Tutto questo è molto più di quanto avrei mai osato sperare. Parlare liberamente delle proprie emozioni, senza usare le difese convenzionali molto ben conosciute, a mio avviso era possibile solo in sogno o su un altro pianeta. E ora, con mia grande sorpresa, questo diventa una realtà. Incredibile! Allora, per piacere, non vedetemi come un guru, ciò mi metterebbe ancora in una posizione nella quale non voglio stare. Non sono né il vostro professore né il vostro maestro, non voglio consigliarvi né imporvi qualsiasi cosa, non sono vostra madre o vostra nonna, sono Alice, una sorella nel dolore.”[7]
In una delle sue ultime opere, La rivolta del corpo, Miller analizza la biografia di scrittori famosi, dalla sensibilità e intelligenza profonde e raffinate, doti che tuttavia non sono bastate per comprendere le ferite della propria infanzia, a causa della loro solitudine per non aver avuto la grazia di incontrare testimoni consapevoli. Avevano cominciato a intuire la verità di se stessi, che trapela dalle loro opere solo parzialmente: vivendo isolati e in una società schierata dalla parte dei genitori non hanno potuto trovare il coraggio di rinunciare alla negazione. Dostoevskij nei Fratelli karamazov descrive un padre spietato, ma nelle lettere inviate al padre reale e studiando a fondo la biografia non sembra esserci affatto la consapevolezza dei sentimenti di terrore e minaccia vissuti nell’infanzia, né del loro legame con lo stato di salute molto precario; Dostoevskij soffriva cronicamente d’insonnia e si lamentava di avere incubi nei quali probabilmente si manifestavano i suoi traumi infantili senza che egli ne avesse consapevolezza. Anche Cechov nel racconto Il padre descrive con presumibile veridicità la figura del genitore che era stato in passato servo della gleba e alcolizzato. Questo racconto è considerato un capolavoro ma è rimasto del tutto scisso dalla vita cosciente dello scrittore. Analogamente in tutta la grandiosa opera di Nietzsche si ascolta il grido di chi vuole liberarsi dalla menzogna, dallo sfruttamento, dall’ipocrisia e anche dalla propria arrendevolezza, ma nessuno, e lui meno di tutti, è riuscito a vedere fino a che punto avesse sofferto di tutto ciò da bambino, nonostante la testimonianza del corpo gravato da innumerevoli malanni.

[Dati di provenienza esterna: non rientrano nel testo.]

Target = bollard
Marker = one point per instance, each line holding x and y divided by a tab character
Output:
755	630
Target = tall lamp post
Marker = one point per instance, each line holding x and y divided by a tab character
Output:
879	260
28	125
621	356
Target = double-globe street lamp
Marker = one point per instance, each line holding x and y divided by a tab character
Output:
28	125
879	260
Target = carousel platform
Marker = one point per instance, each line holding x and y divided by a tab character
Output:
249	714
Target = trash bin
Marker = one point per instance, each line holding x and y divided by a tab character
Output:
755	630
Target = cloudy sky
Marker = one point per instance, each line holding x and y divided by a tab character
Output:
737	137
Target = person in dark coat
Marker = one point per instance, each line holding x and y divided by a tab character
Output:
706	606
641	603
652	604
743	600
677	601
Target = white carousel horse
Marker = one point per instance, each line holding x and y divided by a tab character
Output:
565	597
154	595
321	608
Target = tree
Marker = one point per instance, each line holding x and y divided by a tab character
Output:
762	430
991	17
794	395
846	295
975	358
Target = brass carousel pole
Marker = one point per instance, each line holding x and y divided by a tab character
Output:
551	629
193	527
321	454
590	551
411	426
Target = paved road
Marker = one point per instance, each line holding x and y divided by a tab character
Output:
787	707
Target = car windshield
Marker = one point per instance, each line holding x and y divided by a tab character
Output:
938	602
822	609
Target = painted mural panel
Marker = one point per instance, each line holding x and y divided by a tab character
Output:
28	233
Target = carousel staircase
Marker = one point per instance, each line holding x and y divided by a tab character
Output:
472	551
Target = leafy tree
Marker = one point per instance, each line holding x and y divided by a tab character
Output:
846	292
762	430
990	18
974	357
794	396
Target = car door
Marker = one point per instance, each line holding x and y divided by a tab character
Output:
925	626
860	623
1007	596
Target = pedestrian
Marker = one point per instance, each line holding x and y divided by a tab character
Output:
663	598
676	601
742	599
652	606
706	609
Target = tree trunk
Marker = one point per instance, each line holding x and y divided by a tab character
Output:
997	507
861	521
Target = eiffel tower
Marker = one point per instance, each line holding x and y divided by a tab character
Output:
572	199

La scrittrice Virginia Woolf soffrì di depressione per tutta la vita e studiando la psicoanalisi freudiana finì col credere che gli abusi subiti fossero frutto della propria fantasia: questo le fu molto dannoso e la sua depressione aumentò gravemente (del resto chi ha subito un abuso tipicamente desidera credere ardentemente che non sia stato vero).
Tutti queste biografie testimoniano come sia necessaria una maggiore consapevolezza dei traumi e delle ferite che può subire un bambino, la cui gravità non deve mai essere sottovalutata o minimizzata se si desidera una società migliore.

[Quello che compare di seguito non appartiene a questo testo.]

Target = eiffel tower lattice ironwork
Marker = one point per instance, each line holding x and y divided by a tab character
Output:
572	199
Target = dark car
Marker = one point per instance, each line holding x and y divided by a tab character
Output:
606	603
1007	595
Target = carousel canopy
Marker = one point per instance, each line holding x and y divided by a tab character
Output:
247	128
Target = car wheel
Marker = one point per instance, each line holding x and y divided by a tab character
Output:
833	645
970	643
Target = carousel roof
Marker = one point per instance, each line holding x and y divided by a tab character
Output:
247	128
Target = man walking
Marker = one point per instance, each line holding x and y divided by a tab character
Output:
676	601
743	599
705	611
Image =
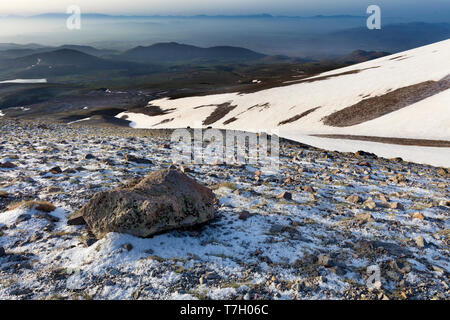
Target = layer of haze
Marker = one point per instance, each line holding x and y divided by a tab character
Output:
420	10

[1] Miller A., 1989, Il bambino inascoltato. Realtà infantile e dogma psicoanalitico, Bollati Boringhieri Editore.
[2] Miller A., 2009, Riprendersi la vita. I traumi infantili e l’origine del male, Bollati Boringhieri Editore, p. 183
[3] Miller A., 1987 (ristampa ottobre 2013), La persecuzione del bambino, Bollati Boringhieri Editore, p. 94
[4] Winnicott D.W., 1987, I bambini e le loro madri, Raffaello Cortina Editore Milano, p.58.
[5] Della Seta L., Debellare il senso di colpa, Marsilio Editore, 2010, pp. 150-151.
[6] Miller A, 1995, La fiducia tradita, pp. 22-25.